Ginsburg found these results absurd, due to the fact that Ledbetter had not known she was getting paid less until after the deadline had already passed. Ginsburg called upon Congress to undo the Court’s decision. Then, following the election of Barack Obama in 2008, the Lilly Ledbetter Fair Pay Act was passed. This act made the statute of limitations regarding an equal pay lawsuit resets after each paycheck, preventing outcomes such as the one from Ledbetter v. Goodyear.

Concerns on the left have arisen in what Ginsburg’s death will mean to the Supreme Court. President Donald Trump pledged to replace RBG’s seat with another woman after her passing, and with the nomination of Amy Coney Barrett, the pledge rings true. Barrett has served on the U.S Court of Appeals since 2017 at the appointment of President Trump.

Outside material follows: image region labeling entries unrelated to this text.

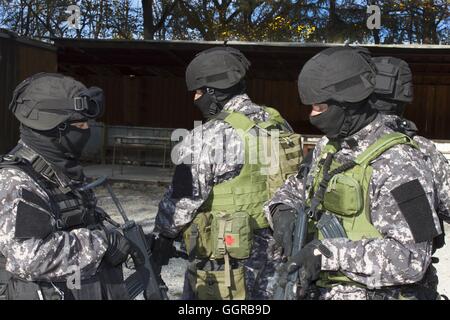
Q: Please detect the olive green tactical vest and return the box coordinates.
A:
[308,132,418,287]
[200,108,302,229]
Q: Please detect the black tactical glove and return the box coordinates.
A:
[104,230,132,267]
[146,233,176,267]
[272,204,296,256]
[287,240,333,283]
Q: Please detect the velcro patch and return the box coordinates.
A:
[14,201,53,240]
[172,164,193,199]
[391,179,439,243]
[22,189,51,211]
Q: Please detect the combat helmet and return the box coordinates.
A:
[298,47,376,105]
[9,73,104,131]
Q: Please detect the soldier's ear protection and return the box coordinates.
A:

Having a conservative Justice on the Supreme Court would end the era of majority left-wing justices. Before RBG’s passing, the Supreme Court had a split of 5-4. Trump’s appointment of a conservative Justice would completely reverse the dynamic between them. The left is fearful that the appointment of a conservative Justice could result in rollbacks of Roe v. Wade, the court case during 1973 which granted the constitutional right to terminate pregnancies in the name of bodily autonomy. 

Justice Ruth Bader Ginsburg has truly made an impact both inside the court and out. Her legacy consists of a generation of pioneering advocates breaking the social norms and delivering justice in whatever way they can. Ginsburg now rests in power in the Arlington National Cemetery. Previously, she laid on the steps of the Supreme Court, then moved to the Capitol Building, making her the first woman to do so.